The many uses of tree bark – both current and historical – will be explained during a tour at the Christchurch Botanical Gardens next Tuesday (19 August). 

Gardens Collection Curator Dean Pendrigh will lead the tour, focussing on the ecology, flavours, medicinal, and Maori uses of bark. 

“While some bark is renowned for its beauty, others protect the tree from environmental damage and predators, and many are used by people as cures and to flavour food,” Mr Pendrigh says. 

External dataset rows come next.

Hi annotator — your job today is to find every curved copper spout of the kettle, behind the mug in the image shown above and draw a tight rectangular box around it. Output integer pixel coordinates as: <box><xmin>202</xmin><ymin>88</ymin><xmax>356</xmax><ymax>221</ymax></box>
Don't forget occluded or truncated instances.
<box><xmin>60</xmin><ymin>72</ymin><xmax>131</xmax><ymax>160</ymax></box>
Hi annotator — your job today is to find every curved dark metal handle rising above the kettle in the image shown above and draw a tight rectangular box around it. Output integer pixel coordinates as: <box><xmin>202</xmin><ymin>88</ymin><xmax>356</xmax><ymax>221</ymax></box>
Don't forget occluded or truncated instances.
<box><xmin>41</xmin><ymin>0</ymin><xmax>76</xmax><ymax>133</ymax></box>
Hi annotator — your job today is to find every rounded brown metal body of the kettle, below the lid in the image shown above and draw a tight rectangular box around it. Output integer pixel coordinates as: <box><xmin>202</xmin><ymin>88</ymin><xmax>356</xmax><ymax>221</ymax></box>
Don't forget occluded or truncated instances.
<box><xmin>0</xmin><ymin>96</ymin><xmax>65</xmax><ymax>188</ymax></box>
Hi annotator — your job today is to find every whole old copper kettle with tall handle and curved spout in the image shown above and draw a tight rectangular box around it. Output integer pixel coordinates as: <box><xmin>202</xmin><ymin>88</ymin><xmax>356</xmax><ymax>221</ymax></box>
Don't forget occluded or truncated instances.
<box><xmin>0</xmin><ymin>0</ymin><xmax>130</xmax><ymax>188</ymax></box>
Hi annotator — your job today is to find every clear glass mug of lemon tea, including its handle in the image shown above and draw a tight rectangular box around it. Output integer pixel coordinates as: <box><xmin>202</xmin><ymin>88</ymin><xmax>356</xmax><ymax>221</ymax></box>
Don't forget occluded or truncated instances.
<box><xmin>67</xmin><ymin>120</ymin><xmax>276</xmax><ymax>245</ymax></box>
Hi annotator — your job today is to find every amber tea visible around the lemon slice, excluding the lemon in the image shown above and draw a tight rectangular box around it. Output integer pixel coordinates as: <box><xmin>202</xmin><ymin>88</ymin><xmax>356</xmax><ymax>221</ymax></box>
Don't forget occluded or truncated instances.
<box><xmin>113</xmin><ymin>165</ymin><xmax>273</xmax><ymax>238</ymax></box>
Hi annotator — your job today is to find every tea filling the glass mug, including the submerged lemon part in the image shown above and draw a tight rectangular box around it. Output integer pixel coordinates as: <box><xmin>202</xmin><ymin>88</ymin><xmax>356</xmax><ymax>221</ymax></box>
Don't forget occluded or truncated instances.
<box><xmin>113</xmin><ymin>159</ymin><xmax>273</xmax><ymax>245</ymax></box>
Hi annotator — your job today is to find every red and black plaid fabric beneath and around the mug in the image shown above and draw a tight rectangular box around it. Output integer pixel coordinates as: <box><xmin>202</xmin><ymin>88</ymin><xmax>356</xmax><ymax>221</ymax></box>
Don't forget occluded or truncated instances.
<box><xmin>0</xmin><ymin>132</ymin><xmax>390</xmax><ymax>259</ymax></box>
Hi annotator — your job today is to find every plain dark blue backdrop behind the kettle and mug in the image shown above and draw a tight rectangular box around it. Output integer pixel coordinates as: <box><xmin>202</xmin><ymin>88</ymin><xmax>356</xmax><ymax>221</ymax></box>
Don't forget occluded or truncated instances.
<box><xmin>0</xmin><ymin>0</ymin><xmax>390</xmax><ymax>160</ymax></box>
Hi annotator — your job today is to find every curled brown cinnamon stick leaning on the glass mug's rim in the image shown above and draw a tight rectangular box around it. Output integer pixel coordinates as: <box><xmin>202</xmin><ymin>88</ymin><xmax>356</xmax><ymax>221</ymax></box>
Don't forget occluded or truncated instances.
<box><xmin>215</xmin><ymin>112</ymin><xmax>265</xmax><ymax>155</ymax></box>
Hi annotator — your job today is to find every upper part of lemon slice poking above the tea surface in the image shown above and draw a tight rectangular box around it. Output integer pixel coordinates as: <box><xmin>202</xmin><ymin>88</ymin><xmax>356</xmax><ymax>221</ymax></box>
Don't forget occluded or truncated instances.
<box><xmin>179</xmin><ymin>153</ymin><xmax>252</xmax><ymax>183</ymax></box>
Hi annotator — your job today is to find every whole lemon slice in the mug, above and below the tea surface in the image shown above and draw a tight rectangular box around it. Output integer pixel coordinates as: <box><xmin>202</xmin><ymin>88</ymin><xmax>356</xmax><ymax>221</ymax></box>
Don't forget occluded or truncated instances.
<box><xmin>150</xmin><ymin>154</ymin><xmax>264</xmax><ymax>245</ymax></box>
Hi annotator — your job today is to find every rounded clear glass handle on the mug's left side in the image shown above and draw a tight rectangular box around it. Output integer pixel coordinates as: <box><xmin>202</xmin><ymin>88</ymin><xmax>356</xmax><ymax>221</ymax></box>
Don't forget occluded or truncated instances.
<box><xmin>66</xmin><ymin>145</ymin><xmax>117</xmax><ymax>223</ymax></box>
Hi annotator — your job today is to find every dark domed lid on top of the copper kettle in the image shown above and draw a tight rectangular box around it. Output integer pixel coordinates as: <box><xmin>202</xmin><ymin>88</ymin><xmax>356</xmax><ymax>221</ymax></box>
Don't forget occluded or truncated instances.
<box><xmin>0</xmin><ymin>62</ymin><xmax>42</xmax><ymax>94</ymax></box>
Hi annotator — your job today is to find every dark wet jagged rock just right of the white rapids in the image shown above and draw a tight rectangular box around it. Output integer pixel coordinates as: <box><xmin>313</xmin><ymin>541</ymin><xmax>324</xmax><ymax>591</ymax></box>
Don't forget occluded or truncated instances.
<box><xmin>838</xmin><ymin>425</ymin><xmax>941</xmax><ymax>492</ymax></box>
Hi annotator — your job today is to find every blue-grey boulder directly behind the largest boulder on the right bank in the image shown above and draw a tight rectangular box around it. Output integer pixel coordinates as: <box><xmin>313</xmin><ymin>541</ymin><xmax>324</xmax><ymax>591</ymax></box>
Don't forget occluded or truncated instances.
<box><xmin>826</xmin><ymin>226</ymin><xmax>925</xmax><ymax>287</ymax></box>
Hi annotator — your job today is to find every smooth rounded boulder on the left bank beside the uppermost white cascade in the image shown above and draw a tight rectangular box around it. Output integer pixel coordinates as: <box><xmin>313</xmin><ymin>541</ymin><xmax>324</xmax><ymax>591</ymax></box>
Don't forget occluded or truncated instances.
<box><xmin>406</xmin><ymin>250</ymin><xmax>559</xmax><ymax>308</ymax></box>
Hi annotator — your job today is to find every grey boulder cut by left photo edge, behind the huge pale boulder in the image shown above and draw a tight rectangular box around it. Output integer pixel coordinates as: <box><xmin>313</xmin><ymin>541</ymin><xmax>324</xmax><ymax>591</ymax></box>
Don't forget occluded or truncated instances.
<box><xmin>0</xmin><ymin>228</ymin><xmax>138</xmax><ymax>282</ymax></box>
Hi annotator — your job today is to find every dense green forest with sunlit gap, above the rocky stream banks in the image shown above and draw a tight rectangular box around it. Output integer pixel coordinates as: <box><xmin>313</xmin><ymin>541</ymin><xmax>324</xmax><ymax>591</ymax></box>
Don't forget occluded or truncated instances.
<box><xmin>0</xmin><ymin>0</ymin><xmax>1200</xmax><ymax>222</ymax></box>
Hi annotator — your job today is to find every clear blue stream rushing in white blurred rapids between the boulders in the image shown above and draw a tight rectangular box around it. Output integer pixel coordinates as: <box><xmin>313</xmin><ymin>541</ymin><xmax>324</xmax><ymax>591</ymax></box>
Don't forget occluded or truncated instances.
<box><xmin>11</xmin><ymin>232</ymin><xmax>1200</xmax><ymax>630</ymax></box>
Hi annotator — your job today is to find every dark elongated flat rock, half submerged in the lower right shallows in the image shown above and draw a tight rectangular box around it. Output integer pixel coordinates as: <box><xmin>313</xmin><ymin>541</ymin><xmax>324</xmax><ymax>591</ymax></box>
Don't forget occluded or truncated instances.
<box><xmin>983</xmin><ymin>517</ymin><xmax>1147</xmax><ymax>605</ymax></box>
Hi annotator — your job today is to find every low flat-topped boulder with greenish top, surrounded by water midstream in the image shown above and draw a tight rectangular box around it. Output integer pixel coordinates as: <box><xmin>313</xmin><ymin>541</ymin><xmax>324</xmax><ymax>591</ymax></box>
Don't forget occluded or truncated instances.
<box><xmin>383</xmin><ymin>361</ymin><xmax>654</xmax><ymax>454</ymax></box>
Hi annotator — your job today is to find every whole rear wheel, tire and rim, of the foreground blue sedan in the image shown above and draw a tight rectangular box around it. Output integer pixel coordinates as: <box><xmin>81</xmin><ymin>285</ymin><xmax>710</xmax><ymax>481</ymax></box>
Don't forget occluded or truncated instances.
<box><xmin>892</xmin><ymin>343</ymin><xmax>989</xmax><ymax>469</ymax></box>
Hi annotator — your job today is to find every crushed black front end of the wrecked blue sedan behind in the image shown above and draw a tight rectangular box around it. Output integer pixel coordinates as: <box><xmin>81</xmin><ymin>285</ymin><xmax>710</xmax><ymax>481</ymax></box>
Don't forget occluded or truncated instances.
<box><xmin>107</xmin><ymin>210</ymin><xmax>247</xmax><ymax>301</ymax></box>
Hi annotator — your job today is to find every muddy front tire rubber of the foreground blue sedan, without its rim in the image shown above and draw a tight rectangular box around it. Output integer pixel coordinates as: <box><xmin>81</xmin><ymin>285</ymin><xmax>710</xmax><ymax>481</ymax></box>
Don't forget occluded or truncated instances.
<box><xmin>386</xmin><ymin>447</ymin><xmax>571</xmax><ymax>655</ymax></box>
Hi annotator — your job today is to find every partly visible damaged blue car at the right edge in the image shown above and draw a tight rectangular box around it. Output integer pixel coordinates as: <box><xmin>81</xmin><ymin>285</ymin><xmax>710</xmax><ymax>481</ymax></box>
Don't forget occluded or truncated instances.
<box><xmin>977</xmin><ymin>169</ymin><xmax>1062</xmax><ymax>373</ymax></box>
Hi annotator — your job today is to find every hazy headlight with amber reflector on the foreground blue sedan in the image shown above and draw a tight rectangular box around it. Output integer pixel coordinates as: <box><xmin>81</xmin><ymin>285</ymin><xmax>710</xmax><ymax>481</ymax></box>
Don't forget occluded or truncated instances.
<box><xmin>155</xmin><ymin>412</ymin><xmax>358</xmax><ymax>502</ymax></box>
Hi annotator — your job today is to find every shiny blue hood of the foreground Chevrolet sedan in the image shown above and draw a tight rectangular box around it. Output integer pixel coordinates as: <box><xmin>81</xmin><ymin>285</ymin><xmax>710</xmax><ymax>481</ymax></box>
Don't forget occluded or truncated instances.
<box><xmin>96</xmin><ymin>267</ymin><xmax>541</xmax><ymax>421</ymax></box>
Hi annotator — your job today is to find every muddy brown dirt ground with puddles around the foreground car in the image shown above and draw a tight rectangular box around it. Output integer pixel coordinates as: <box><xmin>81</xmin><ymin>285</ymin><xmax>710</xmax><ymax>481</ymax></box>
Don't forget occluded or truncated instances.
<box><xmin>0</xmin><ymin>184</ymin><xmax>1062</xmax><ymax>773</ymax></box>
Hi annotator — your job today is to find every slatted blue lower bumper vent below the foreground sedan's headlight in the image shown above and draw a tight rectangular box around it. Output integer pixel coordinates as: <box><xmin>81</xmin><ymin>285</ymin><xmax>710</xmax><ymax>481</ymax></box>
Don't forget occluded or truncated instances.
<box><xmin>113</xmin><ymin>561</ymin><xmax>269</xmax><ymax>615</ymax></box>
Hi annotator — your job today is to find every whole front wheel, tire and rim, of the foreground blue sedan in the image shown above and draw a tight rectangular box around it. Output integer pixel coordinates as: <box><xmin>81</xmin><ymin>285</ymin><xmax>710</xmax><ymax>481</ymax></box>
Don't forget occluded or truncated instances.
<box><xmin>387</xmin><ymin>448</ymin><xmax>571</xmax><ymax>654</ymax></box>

The tour will explore barks used to help relieve the symptoms of diseases such as malaria and scurvy, discomfort from haemorrhoids, burns and frost bite, and its benefits following injuries including sprains and back pain. 

Mr Pendrigh says bark was also used widely by Maori and Pacific Island people to make torches for muttonbird hunters, tapa cloths, canoes, and as a dye of various shades. 

Other barks either insulate trees from, or promote, fire, while some species have bark with toxic spines that deter grazing animals, or they secrete liquids that gum up the mouths of insects. 

People also use barks to flavour food, with cinnamon one of the most common products. 

To join Mr Pendrigh’s tour, meet outside the Cuningham Conservatory in the gardens on Tuesday, 19 August at 12.10pm.